8.8 In view of these considerations, the objective technical problem is in fact the provision of an improved culture system which provides for a reproducible production of sufficient acidification and nisin in curds. It is self-evident from the above discussion that the problem is solved.

Obviousness:

8.9 As mentioned above, D3 does not disclose detailed process steps for producing a shaped curd mass or the dosage of the nisin-producing direct vat set culture. Thus, the skilled person starting from D3 and trying to solve the technical problem would turn to D2a, a product information leaflet relating to BS-10, the nisin-producing direct vat set culture described in D3. D2a recommends possible dosages for and uses of BS-10.

8.10 As for the dosage required by claim 1 (distinguishing feature (iii), point 8.4.3 above), the board considers that selecting the appropriate dosage of the nisin-producing culture to arrive at the target nisin concentration already disclosed in D3 (10 ppm nisin, i.e. 400 IU/g) is a trivial measure for the skilled person, especially after consulting D2a. The appellant has not argued that the dosage given in claim 1 provided any surprising effect.

8.11 As regards the use of nisin-intolerant cultures in claim 1 (distinguishing feature (i)), the respondent argued that D2a already described a nisin-intolerant culture because "[t]oo high inoculation level of BS-10 might delay the growth of primary starter culture, due to early production of nisin." (D2a, section titled: "Dosage"). The board considers that this statement does not mean that nisin-intolerant cultures were necessarily used. A possible option for improving the process of D3 that is already suggested in D2a would be to optimise the level of inoculation of BS-10. If there was any delay in growth of the primary starter culture, the use of a nisin-resistant starter would be a valid option for improving the acidification and the nisin production (as done in D15, claim 1). In other words, the disclosure of D3 leaves it open whether a nisin-intolerant starter or a nisin-resistant starter should be chosen.

8.12 Furthermore, there is nothing in D3 or any other document to suggest using a nisin-intolerant bulk starter (distinguishing feature (ii)) in combination with a nisin-producing direct vat set culture to solve the objective technical problem of improving the combination of sufficient nisin production and acidification. As shown in D10, the use of a nisin-intolerant bulk starter is superior to the use of a nisin-intolerant direct vat set starter. In other words, there was no teaching in the art directing the person skilled in the art to this combination.

8.13 The respondent also argued that the skilled person would combine the teaching of D3 with the teaching of D1, which suggests using nisin-intolerant bulk starter.

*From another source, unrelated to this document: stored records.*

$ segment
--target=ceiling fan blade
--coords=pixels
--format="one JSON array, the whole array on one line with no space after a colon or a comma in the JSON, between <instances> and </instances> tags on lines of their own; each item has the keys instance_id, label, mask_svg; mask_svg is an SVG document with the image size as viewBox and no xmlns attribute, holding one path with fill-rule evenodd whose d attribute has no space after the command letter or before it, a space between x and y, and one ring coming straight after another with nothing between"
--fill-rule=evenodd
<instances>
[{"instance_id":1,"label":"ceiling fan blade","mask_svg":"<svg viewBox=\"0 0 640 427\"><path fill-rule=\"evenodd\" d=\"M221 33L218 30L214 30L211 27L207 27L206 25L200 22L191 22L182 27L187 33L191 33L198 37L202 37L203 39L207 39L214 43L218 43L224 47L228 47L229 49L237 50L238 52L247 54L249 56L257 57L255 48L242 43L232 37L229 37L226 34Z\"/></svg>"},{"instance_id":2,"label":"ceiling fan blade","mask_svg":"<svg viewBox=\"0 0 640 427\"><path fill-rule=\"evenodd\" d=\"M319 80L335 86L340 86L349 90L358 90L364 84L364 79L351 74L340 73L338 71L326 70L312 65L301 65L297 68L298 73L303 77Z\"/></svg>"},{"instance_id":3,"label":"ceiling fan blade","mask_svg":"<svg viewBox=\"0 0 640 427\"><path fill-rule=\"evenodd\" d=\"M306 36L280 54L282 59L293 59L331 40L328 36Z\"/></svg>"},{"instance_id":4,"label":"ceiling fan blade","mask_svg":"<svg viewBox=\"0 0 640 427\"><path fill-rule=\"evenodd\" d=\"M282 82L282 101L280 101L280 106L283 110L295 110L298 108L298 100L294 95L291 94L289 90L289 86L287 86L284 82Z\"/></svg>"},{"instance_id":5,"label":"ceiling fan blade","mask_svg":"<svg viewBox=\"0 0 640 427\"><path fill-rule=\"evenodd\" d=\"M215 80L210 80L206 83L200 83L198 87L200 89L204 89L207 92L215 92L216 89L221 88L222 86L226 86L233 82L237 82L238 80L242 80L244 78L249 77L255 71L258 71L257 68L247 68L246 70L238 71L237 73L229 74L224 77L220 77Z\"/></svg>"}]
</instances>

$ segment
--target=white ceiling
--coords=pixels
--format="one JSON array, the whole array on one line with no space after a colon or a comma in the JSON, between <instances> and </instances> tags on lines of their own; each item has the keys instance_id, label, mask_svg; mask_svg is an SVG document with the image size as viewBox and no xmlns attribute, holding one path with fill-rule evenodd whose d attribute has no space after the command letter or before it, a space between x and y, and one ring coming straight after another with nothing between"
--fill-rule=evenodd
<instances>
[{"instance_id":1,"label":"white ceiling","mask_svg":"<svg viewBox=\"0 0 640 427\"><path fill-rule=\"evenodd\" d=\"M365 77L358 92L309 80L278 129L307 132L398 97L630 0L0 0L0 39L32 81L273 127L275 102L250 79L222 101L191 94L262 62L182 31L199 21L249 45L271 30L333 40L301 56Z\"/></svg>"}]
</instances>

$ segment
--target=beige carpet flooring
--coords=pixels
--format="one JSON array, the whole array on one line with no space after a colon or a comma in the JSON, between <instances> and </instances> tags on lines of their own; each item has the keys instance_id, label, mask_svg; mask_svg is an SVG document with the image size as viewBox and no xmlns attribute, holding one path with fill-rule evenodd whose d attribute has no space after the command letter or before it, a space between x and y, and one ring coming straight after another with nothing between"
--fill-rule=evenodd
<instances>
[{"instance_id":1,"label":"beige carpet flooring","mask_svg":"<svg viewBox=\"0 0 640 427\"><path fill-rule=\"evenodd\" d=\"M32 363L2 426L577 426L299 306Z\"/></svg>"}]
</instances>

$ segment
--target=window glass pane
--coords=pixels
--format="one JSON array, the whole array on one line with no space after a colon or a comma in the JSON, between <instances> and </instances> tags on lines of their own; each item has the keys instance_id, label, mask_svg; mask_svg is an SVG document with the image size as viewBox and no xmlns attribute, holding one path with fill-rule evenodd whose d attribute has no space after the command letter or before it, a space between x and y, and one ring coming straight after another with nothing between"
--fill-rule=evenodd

The board is not convinced. As already discussed in the context of novelty, D1 is not concerned with biopreservation in cheese and is silent on any target amount of nisin. Thus, the person skilled in the art had no reason to combine the teaching of D3 with that of D1. This approach appears to be based on hindsight with the knowledge of the invention in mind.

8.14 In summary, the subject-matter of claim 1 and of depending claims 2 to 12 involves an inventive step (Article 56 EPC).

Auxiliary requests

9. The main request being allowable, there is no need to discuss the auxiliary requests.

Order

For these reasons it is decided that:

1. The decision under appeal is set aside.

2. The case is remitted to the opposition division with the order to maintain the patent on the basis of claims 1 to 12, filed as "main request - amended" during oral proceedings before the Board on 17 July 2018, and a description to be adapted thereto.